BPEAlbert — Polish Phonetic ALBERT Encoder

BPEAlbert, is a phonetic ALBERT-style encoder trained on phonetic word representations from approximately 100 million Polish sentences.

The model was designed primarily as a lightweight linguistic encoder for Polish text-to-speech systems, where phonetic structure, word-level context, and compact hidden representations are useful for downstream acoustic or prosody modeling.

Model Overview

BPEAlbert is trained on phonetic/BPE-like tokenized Polish text rather than raw orthographic text.
Instead of modeling characters or standard subwords directly, the model learns contextual representations over phonetic word sequences, making it especially suitable for Polish TTS pipelines.

The model can be used as:

a phonetic text encoder for TTS,
a contextual representation model for Polish phoneme sequences,
a pretrained backbone for speech-related NLP tasks,
an encoder module in custom neural speech synthesis systems.

Training Objective

The model was pretrained with masking-based objectives over phonetic word/token sequences.

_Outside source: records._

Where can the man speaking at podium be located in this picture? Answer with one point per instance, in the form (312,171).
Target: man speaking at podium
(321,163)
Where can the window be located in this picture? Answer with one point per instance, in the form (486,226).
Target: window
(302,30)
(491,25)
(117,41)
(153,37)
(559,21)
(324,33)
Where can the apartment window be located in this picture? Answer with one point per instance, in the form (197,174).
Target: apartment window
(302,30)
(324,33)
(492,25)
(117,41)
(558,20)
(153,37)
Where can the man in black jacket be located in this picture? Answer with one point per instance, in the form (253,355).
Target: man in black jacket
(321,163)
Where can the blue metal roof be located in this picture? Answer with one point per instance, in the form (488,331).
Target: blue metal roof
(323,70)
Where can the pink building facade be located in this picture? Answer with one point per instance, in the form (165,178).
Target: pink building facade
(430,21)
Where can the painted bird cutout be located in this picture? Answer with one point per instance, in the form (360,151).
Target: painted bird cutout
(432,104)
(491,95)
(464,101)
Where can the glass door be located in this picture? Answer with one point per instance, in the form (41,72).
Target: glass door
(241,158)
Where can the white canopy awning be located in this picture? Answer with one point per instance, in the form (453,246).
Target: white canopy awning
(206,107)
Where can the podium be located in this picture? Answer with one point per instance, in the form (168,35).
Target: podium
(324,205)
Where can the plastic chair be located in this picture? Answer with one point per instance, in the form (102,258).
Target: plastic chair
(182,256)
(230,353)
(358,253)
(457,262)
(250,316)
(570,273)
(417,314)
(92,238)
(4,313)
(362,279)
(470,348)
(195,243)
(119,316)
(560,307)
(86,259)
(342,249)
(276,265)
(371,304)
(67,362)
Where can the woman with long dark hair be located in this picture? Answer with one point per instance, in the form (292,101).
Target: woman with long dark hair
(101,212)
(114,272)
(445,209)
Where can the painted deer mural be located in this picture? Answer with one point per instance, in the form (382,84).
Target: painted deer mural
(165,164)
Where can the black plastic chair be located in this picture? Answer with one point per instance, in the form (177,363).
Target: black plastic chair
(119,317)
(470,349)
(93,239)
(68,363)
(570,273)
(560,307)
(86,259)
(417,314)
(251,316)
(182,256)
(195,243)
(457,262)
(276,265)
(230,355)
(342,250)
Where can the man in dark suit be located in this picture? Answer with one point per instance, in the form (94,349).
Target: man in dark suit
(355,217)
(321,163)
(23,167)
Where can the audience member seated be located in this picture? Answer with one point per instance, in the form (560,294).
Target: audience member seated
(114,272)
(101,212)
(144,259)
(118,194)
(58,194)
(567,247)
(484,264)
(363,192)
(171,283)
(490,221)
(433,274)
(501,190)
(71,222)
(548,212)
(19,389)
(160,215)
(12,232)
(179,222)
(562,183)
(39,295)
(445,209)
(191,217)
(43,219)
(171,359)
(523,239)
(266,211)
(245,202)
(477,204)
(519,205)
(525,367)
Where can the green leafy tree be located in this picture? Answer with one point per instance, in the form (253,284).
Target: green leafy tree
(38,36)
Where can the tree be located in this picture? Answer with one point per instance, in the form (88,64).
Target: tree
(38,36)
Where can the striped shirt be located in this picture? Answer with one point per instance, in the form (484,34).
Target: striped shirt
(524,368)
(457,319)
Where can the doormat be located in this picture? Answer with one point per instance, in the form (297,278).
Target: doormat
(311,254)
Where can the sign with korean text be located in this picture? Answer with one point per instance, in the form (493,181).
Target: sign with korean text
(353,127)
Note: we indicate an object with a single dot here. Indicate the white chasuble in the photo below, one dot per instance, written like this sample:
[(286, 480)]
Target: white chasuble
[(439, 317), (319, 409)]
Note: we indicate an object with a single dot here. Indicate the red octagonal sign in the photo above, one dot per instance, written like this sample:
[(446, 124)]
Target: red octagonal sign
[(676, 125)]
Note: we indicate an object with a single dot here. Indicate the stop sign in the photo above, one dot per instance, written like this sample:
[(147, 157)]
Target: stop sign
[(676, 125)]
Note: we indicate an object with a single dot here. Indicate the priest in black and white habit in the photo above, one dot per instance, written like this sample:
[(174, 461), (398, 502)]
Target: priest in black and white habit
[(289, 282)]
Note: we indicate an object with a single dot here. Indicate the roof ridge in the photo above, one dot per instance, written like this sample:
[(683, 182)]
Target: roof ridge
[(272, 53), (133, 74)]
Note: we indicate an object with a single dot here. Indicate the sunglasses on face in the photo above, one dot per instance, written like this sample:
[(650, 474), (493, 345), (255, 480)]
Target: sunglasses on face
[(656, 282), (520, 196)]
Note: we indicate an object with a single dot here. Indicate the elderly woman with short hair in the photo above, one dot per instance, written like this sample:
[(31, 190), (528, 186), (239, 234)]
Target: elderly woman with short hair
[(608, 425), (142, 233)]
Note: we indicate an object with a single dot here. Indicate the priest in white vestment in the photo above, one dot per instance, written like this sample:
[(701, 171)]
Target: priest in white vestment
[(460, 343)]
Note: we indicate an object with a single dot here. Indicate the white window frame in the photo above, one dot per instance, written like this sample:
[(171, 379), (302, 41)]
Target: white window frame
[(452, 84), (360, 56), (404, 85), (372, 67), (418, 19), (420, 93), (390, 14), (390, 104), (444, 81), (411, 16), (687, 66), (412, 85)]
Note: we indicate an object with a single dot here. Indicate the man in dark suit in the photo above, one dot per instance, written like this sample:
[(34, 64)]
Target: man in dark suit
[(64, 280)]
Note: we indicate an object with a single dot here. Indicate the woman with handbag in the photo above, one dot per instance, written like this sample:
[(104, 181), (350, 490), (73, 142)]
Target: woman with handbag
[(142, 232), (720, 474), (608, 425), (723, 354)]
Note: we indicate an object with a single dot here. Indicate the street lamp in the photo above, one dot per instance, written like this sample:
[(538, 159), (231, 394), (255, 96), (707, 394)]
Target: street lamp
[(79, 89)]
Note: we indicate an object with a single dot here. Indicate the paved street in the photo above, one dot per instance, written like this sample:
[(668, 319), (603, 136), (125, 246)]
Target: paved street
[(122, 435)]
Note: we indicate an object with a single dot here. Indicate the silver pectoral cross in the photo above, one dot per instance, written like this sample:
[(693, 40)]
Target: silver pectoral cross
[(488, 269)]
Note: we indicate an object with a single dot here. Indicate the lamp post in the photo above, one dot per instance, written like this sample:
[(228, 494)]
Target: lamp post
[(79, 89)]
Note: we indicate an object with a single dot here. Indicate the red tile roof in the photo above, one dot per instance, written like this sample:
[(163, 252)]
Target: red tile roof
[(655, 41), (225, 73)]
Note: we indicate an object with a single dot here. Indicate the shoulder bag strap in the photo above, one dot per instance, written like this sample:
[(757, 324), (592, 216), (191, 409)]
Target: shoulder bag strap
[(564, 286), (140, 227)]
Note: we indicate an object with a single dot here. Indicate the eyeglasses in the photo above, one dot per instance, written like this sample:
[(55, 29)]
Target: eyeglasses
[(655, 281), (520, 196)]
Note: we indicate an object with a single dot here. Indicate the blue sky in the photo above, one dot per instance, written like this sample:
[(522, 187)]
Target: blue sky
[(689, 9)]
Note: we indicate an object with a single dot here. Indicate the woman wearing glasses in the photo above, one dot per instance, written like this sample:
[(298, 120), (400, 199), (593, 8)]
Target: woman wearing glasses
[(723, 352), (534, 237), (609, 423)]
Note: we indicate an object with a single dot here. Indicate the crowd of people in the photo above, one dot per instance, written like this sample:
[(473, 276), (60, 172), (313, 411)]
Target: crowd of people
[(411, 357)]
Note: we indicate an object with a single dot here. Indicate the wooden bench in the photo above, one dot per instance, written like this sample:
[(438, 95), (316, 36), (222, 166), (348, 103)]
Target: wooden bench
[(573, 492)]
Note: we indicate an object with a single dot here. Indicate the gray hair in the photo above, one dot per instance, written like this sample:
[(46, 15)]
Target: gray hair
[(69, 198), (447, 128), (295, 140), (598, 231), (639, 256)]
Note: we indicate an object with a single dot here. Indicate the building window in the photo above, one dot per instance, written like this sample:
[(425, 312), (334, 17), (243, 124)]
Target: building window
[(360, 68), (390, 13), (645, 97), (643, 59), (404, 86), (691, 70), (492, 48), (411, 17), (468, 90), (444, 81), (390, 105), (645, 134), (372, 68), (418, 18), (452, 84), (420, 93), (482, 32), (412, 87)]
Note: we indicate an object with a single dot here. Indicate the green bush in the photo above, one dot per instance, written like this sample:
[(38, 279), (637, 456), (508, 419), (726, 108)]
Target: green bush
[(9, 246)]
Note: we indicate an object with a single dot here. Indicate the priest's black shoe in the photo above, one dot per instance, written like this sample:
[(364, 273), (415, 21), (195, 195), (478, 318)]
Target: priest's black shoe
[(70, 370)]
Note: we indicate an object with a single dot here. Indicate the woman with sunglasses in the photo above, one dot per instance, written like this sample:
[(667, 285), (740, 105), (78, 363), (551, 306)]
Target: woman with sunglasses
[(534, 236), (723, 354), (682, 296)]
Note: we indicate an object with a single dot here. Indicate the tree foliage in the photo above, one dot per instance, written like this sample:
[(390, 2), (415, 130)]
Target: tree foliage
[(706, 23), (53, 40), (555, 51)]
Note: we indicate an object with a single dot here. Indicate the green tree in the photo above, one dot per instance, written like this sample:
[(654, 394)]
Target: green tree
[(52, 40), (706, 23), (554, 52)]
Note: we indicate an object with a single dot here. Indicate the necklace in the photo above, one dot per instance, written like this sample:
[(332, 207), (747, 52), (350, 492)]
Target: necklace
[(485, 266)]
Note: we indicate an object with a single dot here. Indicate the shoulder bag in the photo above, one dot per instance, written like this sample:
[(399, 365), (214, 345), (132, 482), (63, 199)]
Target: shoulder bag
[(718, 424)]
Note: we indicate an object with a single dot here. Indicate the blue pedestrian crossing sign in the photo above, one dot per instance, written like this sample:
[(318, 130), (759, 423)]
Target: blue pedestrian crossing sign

Current approximate training losses:

Loss type	Value
Vocabulary loss	~0.6
Token loss	~1.5

These values are provided as rough training references and may depend on the exact checkpoint and evaluation setup.

Architecture

BPEAlbert follows an ALBERT-style Transformer encoder configuration.

Main configuration:

Parameter	Value
Hidden size	768
Attention heads	12
Hidden layers	12
Intermediate size	2048
Max sequence length	512
Vocabulary size	178
Dropout	0.1

Intended Use

This model is intended to be used as an encoder inside Polish TTS systems.

A typical use case is:

Convert Polish text into phonetic word/token representation.
Tokenize the phonetic sequence using the expected token map.
Pass the sequence through BPEAlbert.
Use the resulting hidden states as linguistic conditioning for a TTS model.

The encoder returns contextual hidden representations that can be consumed by downstream acoustic, duration, prosody, or style models.

Loading the Model

This repository includes a helper utility for loading the checkpoint into a custom ALBERT model.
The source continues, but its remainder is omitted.